The Telephone Consumer Protection Act (TCPA), 47 U.S.C. §227, was enacted in 1991. The TCPA was amended in 2005 to govern junk faxes, The Junk Fax Prevention Act (JFPA). The FCC regulations to implement requirements for junk faxes are at 47 C.F.R. § 64.200.
A fax ad may be sent to a customer with “an established business relationship” (EBR) with the sender. In order to stop UNWANTED fax ads, there are certain opt-out requirements. In order to comply with opt-out notice requirements, the opt-out notice:
(1) Must be clear and conspicuous and appear on the first page of the fax ad;
(2) State that the recipient may request to NOT receive future fax ads from the sender, and that such requests must be honored in 30 days or less;
(3) Contain a domestic phone number and fax number that the recipient may contact to opt out.

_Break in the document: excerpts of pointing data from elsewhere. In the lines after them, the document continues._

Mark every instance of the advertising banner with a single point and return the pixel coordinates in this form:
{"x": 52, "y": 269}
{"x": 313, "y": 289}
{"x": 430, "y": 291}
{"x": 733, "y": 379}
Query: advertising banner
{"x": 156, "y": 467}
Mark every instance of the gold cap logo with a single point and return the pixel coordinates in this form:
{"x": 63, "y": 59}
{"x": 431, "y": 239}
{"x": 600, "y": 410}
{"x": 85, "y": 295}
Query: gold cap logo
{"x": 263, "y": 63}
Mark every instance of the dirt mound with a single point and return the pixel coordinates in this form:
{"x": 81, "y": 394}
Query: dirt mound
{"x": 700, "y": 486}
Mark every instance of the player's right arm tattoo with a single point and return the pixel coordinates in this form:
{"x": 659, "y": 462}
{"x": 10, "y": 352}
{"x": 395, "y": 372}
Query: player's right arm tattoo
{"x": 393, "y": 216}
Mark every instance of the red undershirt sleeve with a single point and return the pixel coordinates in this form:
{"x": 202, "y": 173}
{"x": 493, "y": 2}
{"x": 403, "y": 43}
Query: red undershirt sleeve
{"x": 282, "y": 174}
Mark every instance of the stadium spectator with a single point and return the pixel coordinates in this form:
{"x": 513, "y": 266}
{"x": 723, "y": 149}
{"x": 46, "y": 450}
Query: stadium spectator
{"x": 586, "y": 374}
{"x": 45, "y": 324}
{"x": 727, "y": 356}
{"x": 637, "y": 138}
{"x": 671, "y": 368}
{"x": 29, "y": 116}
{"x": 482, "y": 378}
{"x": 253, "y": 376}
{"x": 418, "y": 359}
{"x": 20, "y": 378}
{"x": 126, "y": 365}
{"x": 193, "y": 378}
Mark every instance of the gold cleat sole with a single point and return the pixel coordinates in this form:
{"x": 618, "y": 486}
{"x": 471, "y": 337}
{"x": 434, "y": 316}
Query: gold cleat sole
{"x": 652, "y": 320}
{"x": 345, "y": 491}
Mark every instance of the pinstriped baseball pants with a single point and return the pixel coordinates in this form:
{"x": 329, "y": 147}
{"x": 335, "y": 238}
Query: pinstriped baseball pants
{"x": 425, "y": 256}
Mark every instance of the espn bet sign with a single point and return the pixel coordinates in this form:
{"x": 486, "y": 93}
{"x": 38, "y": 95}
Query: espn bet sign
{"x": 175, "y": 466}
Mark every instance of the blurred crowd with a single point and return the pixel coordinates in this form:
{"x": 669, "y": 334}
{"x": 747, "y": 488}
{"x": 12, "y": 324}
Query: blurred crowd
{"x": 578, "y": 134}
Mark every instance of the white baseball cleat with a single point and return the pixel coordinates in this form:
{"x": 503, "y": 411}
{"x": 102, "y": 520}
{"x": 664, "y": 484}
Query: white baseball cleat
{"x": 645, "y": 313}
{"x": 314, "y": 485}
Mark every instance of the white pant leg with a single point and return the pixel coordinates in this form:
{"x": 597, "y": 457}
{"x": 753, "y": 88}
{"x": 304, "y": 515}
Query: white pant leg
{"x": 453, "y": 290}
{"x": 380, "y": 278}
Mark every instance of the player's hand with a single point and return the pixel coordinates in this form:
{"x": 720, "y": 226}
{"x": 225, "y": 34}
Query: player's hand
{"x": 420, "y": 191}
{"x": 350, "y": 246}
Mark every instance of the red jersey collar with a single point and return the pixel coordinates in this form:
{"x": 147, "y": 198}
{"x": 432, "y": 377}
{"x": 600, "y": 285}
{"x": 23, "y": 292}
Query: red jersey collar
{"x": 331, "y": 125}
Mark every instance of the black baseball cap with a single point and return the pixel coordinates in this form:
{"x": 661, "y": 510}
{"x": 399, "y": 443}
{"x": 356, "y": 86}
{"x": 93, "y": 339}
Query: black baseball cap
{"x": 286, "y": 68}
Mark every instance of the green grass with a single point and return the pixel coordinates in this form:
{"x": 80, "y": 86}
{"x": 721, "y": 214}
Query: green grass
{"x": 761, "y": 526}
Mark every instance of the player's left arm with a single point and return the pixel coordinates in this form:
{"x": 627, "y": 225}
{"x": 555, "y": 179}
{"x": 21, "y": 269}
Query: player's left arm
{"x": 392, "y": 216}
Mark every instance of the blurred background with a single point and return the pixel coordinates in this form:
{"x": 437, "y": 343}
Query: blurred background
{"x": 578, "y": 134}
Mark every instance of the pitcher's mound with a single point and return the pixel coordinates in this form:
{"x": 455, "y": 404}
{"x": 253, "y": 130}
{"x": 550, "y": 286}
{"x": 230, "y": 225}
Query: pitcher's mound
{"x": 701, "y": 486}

Opt-out notices that fail to satisfy ALL THREE REQUIREMENTS are subject to the same liability as fax ads that contain no opt-out notice at all.
Use of a “fax blaster” does not insulate a company from liability if it has a “high degree of involvement” in sending a particular fax ad. An example of such a high degree of involvement with the sending of a particular fax ad might be supplying a fax blaster with fax numbers to which fax ads are to be sent.
The FCC is able to issue warnings and fines, but is unable to award damages. Instead, the JFPA allows for private lawsuits to award damages of up to $1500 per violation per fax.